Ścisnęła torbę z zakupami i obróciła się na pięcie, odchodząc. Nie miała najmniejszej ochoty na tę rozmowę. Ostatniej nocy wyznała wszystko, co miała do powiedzenia.

Max jednak nie dawał za wygraną. Ponownie chwycił ja za rękę. Musiała z nim porozmawiać. Musiała zrozumieć, że on ją kocha i ona kocha jego, choćby nie wiadomo jak bardzo temu zaprzeczała. Jego umysł opanowała jedna maniakalna myśl, że to mutanci ją nastawili przeciwko niemu.
- To przez nich. Przez niego – rozpacz przekształciła się w złość – Widziałem jak na ciebie patrzy – wzrok Liz przesiąkł przerażeniem – To ten mutant chce mi cię odebrać.
Dreszcz wstrząsnął jej ciałem.
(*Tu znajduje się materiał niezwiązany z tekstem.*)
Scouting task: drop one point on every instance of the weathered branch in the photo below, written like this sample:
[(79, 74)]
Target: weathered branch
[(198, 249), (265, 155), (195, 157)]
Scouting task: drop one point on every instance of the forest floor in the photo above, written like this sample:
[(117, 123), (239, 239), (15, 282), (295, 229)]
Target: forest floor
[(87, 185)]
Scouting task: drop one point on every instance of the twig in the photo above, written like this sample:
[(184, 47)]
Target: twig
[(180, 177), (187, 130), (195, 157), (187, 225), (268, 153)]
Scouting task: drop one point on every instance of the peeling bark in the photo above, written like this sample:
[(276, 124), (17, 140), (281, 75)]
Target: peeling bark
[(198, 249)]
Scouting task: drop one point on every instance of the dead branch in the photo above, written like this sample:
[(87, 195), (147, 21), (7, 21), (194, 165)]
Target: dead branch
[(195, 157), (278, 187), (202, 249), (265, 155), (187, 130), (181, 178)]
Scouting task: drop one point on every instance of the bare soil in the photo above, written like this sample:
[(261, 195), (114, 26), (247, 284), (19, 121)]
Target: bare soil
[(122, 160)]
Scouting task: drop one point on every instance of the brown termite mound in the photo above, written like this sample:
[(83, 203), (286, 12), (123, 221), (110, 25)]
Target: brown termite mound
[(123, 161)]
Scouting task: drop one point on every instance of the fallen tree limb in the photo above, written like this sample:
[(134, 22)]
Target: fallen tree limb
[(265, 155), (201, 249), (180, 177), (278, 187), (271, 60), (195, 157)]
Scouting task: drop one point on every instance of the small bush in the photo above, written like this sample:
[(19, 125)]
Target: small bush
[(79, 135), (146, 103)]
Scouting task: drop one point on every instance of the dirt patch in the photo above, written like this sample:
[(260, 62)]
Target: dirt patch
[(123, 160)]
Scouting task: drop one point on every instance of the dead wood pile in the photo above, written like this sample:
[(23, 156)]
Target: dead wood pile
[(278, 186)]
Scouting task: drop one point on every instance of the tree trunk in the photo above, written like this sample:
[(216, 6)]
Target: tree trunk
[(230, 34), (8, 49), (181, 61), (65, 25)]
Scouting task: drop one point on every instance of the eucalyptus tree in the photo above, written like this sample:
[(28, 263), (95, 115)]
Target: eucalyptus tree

Jak on śmiał oskarżać innych o to, że nie chce z nim być? Oddech Liz przyspieszył a mięśnie napięły się. Jeśli już chciał kogoś obwiniać, to powinien spojrzeć w lustro. Ciepło w jego tęczówkach zamieniło się w gniew.
- On ma na imię Alec – syknęła, wyrywając się z uścisku – A ty nie masz o niczym pojęcia. Powtarzam ci po raz ostatni... Nie zbliżaj się do mnie.
To powiedziawszy, pospiesznie odeszła, starając się nie myśleć o tym, że mógłby ją dogonić. Gwałtowny oddech wrócił do normy dopiero przy wyjściu z centrum handlowego.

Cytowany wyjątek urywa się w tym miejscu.